The piroplasms, comprising mainly the genera Babesia and Theileria, are tick-transmitted protozoa that are highly pathogenic to ruminants, horses, pigs, dogs, cats and cattle, and in some cases, even to humans. In the vertebrate hosts, the infection usually causes fever, anemia and haemoglubinuria, and in severe cases, death [1]. Animals that recover from acute or primary infections naturally remain persistently infected, and act as reservoirs for infecting ticks.

There are some controversial species placements such as T. equi and B. microti [2-6]. In the most thorough phylogenetic examination to date, incongruencies in the phylogenetic evolution with a taxonomically different dataset were displayed [6-9]. However, in the complex phylogenetic relationships between Babesia and Theileria spp., previous studies only relied on 18S rDNA gene [4]. The rDNA genes possess both conserved stems and variable loop regions which provide signals for different levels of phylogenetic inference [10], the 18S rDNA sequences support many piroplasm clades, but, being a slow-evolving marker it may fail to provide enough phylogenetic signal to resolve relationships at the species level such as some closely related Babesia species in China [11]. Internal transcribed spacer 2 (ITS2) may be a more ideal DNA barcode based on the current database for piroplasma [12], however, complex and unpredictable evolutionary behavior of ITS reduces its utility for phylogenetic analysis [11,13]. Information on mitochondrial DNA (mtDNA) from Babesia and Theileria spp., is limited, which precludes its use despite its advantage for use as a molecular marker for lower-level phylogeny [11,14,15]. Genome-wide analysis may aid in determining the taxonomy of species such as B. microti and T. equi but its usefulness as an everyday tool to classify Apicomplexan parasites is limited by availability of complete genome sequences and requirement for a large number of permutations [4-6]. It is therefore highly desirable to test other genes besides the 18S rRNA - to further improve phylogenetic analysis of Babesia and Theileria species.

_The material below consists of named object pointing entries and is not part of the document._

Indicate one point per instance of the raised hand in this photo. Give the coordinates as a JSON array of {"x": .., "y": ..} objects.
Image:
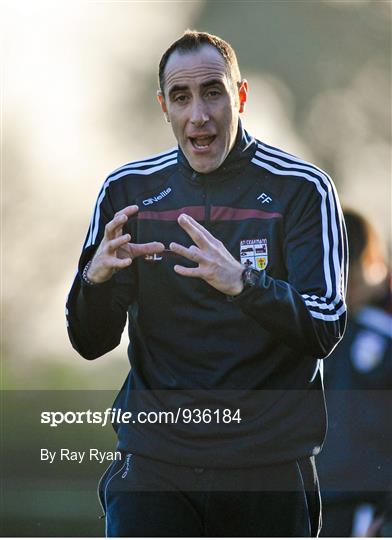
[
  {"x": 216, "y": 265},
  {"x": 116, "y": 251}
]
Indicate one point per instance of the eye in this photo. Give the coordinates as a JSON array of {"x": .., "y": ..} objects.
[
  {"x": 180, "y": 98},
  {"x": 213, "y": 93}
]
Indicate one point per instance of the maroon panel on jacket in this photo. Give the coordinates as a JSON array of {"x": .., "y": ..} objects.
[
  {"x": 226, "y": 213},
  {"x": 197, "y": 212}
]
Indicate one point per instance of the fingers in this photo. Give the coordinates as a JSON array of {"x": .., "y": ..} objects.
[
  {"x": 192, "y": 253},
  {"x": 188, "y": 272},
  {"x": 190, "y": 224},
  {"x": 118, "y": 242},
  {"x": 196, "y": 231},
  {"x": 150, "y": 248},
  {"x": 114, "y": 228}
]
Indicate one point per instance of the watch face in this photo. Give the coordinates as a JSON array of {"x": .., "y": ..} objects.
[{"x": 250, "y": 277}]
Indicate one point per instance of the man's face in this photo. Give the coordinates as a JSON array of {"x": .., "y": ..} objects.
[{"x": 203, "y": 107}]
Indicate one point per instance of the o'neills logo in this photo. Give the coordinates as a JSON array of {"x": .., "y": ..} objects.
[{"x": 157, "y": 198}]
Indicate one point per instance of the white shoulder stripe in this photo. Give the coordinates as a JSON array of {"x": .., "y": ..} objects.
[
  {"x": 325, "y": 187},
  {"x": 334, "y": 317},
  {"x": 94, "y": 225},
  {"x": 160, "y": 158},
  {"x": 298, "y": 163}
]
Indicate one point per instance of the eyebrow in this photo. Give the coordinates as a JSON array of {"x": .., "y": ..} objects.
[{"x": 183, "y": 87}]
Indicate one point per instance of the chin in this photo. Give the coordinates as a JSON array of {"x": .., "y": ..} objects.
[{"x": 204, "y": 167}]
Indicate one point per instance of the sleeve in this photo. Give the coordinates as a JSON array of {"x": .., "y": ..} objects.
[
  {"x": 307, "y": 311},
  {"x": 96, "y": 315}
]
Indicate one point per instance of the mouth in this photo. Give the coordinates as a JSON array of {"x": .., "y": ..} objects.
[{"x": 202, "y": 143}]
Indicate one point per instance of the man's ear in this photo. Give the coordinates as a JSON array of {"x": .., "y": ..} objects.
[
  {"x": 242, "y": 94},
  {"x": 162, "y": 103}
]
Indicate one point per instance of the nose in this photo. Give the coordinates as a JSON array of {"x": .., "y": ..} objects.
[{"x": 199, "y": 114}]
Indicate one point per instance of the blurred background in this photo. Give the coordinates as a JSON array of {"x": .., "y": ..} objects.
[{"x": 78, "y": 100}]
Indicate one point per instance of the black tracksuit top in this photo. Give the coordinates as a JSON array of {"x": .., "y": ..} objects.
[{"x": 192, "y": 346}]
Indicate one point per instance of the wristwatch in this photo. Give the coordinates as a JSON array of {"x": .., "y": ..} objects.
[
  {"x": 84, "y": 275},
  {"x": 250, "y": 277}
]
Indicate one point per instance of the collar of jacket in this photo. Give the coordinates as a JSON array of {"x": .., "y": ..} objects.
[{"x": 242, "y": 152}]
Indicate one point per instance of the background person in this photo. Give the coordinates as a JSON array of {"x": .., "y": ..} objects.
[
  {"x": 206, "y": 329},
  {"x": 355, "y": 464}
]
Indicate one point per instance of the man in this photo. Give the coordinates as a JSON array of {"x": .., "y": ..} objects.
[
  {"x": 355, "y": 465},
  {"x": 229, "y": 257}
]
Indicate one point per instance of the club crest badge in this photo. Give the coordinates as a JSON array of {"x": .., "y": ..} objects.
[{"x": 254, "y": 253}]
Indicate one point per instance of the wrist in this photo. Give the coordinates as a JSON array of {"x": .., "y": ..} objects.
[
  {"x": 86, "y": 276},
  {"x": 248, "y": 279}
]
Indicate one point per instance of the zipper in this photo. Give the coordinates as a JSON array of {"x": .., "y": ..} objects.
[{"x": 206, "y": 194}]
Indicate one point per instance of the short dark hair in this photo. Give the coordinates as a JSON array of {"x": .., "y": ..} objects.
[{"x": 192, "y": 40}]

Structure and sequence signatures in ribosomal RNA and proteins are defining characteristics of the three domains of life and instrumental in constructing the modern phylogeny [16]. Based on the Ribosomal protein S8 and L4, amino acid sequence alignments of orthologous ribosomal proteins found in Bacteria, Archaea, and Eukaryota display an unusual segment or block structure with major evolutionary implications [17]. A set of 50 informative genes that could be analyzed in a broader sampling of Piroplasmida taxa to gain a greater understanding of the evolutionary relationships of the piroplasms were revealed in the comparative genomic analysis of T. equi [5]. Among them, we selected the 40S ribosomal protein S8 (RPS8) gene locus (including coding and non-coding regions) as phylogenetic marker to evaluate the merits and shortcomings of the phylogeny based on the comparative analysis of the RPS8 and 18S rDNA of Babesia and Theileria isolates from China for phylogenetic analysis in this study.

Results and Discussion

RPS8 gene sequence information

The complete sequences of the RPS8 (coding and non-coding regions) gene were obtained from twenty-three isolates representing seven Babesia and six Theileria spp. in China (Table 1). The primers were designed to amplify 561 bp of coding sequence for Babesia species and 573 bp of coding sequence for Theileria species, which are known to be interrupted by an intron in Babesia species and two introns in Theileria species. The size of the introns varied from 146 bp in T. sinensis to 282 bp in Babesia sp. Kashi2 and were specifically located at the conserved position in all the species (Figure 1). The identity of nucleotide sequences of RPS8 between Babesia and Theileria species varied from 63.5% to 82.9% (interspecific variability), whereas within Babesia and Theileria species (intraspecific variability) the identity was approximately 89% to 99.7% respectively (data not shown). The nucleotide sequences of the RPS8 (coding and non-coding regions) genes of Babesia and Theileria species in this study have been deposited in the GenBank database under accession Nos. JN400408 to JN4004028 and Nos. JX402859 to JX402860. The nucleotide sequences of the 18S rDNA genes of several Theileria species in this study have been deposited in the GenBank database under accession Nos. KF559355 to KF559357. The nucleotide sequences of the RPS8 (coding and non-coding regions) genes of B. bovis USA isolate (NW_001820855), B. microti USA isolate (FO082874), T. annulata Ankara strain (NC_011099), T. parva Muguga strain (NC_007345), T. orientalis Shintoku strain (AP011947), T. equi Florida strain (ACOU00000000) were drawn from the GenBank database.

Table 1

The host, location, vector and RPS8 and 18S rDNA gene sequences for Babesia and Theileria species used in this study, * indicated that the sequence were drawn from the database.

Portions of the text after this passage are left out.